# Reusing Pretrained Layers

It is not good to train a DNN from scratch, instead use lower layers pretrained architectures from a similar task. This technique is called *transfer learning*. It requires less data and less time to train.

The input shape must be same as original model input shape, if yours is different then you can add preprocessing step to resize inputs.

The output layer is replaced as it is most likely not be useful. Similarly, the upper hidden layers are less likely to be useful, since the high level features are most important for the new task. You need to find right number of layers to reuse. 

> The more similar the tasks are, the more layers from original model you should reuse.

First, you start with freezing (make non-trainable) changing output layer. Then you can start unfreezing upper layers and see model's performance. The more training data you have, more layers you can unfreeze. It is also useful to reduce learning rate when you unfreeze reused layers: this will avoid wrecking their fine-tuned weights.

You can add your layers or replace top layers if you have enough training data.

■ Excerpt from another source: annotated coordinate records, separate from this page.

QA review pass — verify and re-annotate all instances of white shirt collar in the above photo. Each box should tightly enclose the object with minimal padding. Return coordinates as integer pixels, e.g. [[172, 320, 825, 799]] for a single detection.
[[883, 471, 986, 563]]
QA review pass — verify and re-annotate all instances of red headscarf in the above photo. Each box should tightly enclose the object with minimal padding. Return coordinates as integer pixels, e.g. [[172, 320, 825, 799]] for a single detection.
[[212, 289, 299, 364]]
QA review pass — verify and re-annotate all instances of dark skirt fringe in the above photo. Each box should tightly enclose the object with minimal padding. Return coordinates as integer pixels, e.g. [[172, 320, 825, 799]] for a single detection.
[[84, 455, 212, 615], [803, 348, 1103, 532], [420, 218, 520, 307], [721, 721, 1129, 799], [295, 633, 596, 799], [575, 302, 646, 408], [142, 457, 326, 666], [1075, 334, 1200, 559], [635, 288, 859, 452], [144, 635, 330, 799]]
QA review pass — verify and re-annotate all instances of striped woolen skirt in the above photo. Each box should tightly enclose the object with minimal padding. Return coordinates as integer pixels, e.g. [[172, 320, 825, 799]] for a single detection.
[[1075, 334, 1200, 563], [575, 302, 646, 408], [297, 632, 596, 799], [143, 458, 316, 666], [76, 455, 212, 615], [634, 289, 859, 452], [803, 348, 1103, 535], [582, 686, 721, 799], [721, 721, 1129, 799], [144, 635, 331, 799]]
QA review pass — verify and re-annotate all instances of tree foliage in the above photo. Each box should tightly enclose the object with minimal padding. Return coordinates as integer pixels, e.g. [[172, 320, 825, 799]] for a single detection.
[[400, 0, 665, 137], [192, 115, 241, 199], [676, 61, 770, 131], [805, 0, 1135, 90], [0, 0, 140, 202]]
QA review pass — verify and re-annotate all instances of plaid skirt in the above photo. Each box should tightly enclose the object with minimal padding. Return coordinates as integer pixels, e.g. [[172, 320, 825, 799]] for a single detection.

## Transfer Learning with Keras

Let's say we use a pretrained model A that is trained on image classification on 10 classes and we want a binary image classification model B.

First, you need to load original saved model and create a new model by changing output layer:

```python
model_A = keras.models.load_model('my_model_A.h5')
model_B_on_A = keras.models.Sequential(model_A.layers[:-1])
model_B_on_A.add(keras.layers.Dense(1, activation='sigmoid'))
```

Now when you train model_B_on_A, it will also affect model_A. if you want to avoid that you have to clone model_A and load pretrained weights since `clone_model` only clones architecture:

```python
model_A_clone = keras.models.clone_model(model_A)
model_A_clone.set_weights(model_A.get_weights())
```

Now for freezing layers:

```python
for layer in model_B_on_A.layers[:-1]:
    layer.trainable = False

model_B_on_A.compile(loss='binary_crossentropy', optimizer='sgd')
```

> You must always compile your model after you freeze or unfreeze layers.

One fact, if you want to use all layers with pretrained weights, the output layer's weights are randomly initialized. Hence, at start the error is pretty huge which may wreck pretrained weights. So for few epochs you must freeze pretrained layers, then unfreeze all.

In fact transfer learning does not work well on small dense networks because they learn few patterns. It will be useful in CNNs where they learn the features of images in lower hidden layers.